Started back on the build and fixing to wire up the cabinet.  what do you guys prefer, terminal strips or terminal blocks?


----------



## JimDawson (May 19, 2020)

Depends on what I'm doing.  Maybe a little background would be help us help you.


----------



## Livnpaintball (May 19, 2020)

JimDawson said:


> Depends on what I'm doing.  Maybe a little background would be help us help you.


I’m converting a PM30 using an Acorn board. I am in the process of building the control cabinet and need to figure out the details. Terminals will be for power distribution.


----------



## Livnpaintball (May 19, 2020)

Something like this


----------



## den-den (May 19, 2020)

Personally I like the screw terminals that mount on DIN rail.


----------



## JimDawson (May 20, 2020)

I'm not trying to be obtuse here, but I really can't answer your question with out more information.

In the panel below I have a power distribution block in the upper right hand corner that is used to distribute the 240V to the hardware.  Center left is terminal strips that distribute some of the low energy power (24VDC, and 48VDC).  I use the proper hardware for the job at hand.


----------



## Z2V (May 20, 2020)

@Livnpaintball, I have used din rail blocks of different size for years, work great. I also like Jim 
Dawson‘s cabinet.


Nice cabinet Jim.
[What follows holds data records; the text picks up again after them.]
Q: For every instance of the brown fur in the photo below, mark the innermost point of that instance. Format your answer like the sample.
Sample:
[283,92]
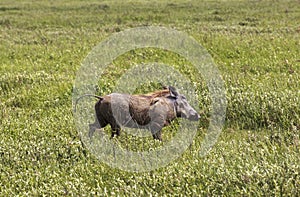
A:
[150,111]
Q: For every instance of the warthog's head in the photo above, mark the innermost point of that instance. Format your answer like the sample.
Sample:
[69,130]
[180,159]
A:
[182,107]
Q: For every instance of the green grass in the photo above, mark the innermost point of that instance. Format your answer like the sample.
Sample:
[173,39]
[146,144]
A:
[255,45]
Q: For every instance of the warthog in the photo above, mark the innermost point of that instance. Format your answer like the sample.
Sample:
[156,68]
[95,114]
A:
[151,111]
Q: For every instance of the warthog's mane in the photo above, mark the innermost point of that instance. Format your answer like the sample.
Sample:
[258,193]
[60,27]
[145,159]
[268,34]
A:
[158,93]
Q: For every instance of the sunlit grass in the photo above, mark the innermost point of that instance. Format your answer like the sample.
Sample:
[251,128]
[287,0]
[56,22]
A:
[255,45]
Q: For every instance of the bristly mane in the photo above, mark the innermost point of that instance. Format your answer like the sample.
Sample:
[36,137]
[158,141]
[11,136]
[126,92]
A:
[159,93]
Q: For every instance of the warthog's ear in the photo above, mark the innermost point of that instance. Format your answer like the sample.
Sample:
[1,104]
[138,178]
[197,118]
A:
[173,92]
[155,100]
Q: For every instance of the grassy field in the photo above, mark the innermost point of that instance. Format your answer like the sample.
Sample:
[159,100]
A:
[255,44]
I like your use of the Panduit. I have not used or seen the perforated back plate before but I like it. Can I ask where you sourced it? I will be making a controller for my lathe soon.


----------



## JimDawson (May 20, 2020)

Z2V said:


> Nice cabinet Jim. I like your use of the Panduit. I have not used or seen the perforated back plate before but I like it. Can I ask where you sourced it? I will be making a controller for my lathe soon.



Thank you 

It came from Automation Direct as did many of the parts in the panel.  It was ordered inadvertently, not really the best idea.  The holes don't always line up with the holes in the components.  Makes installation a bit challenging.  I would recommend a solid back panel.


----------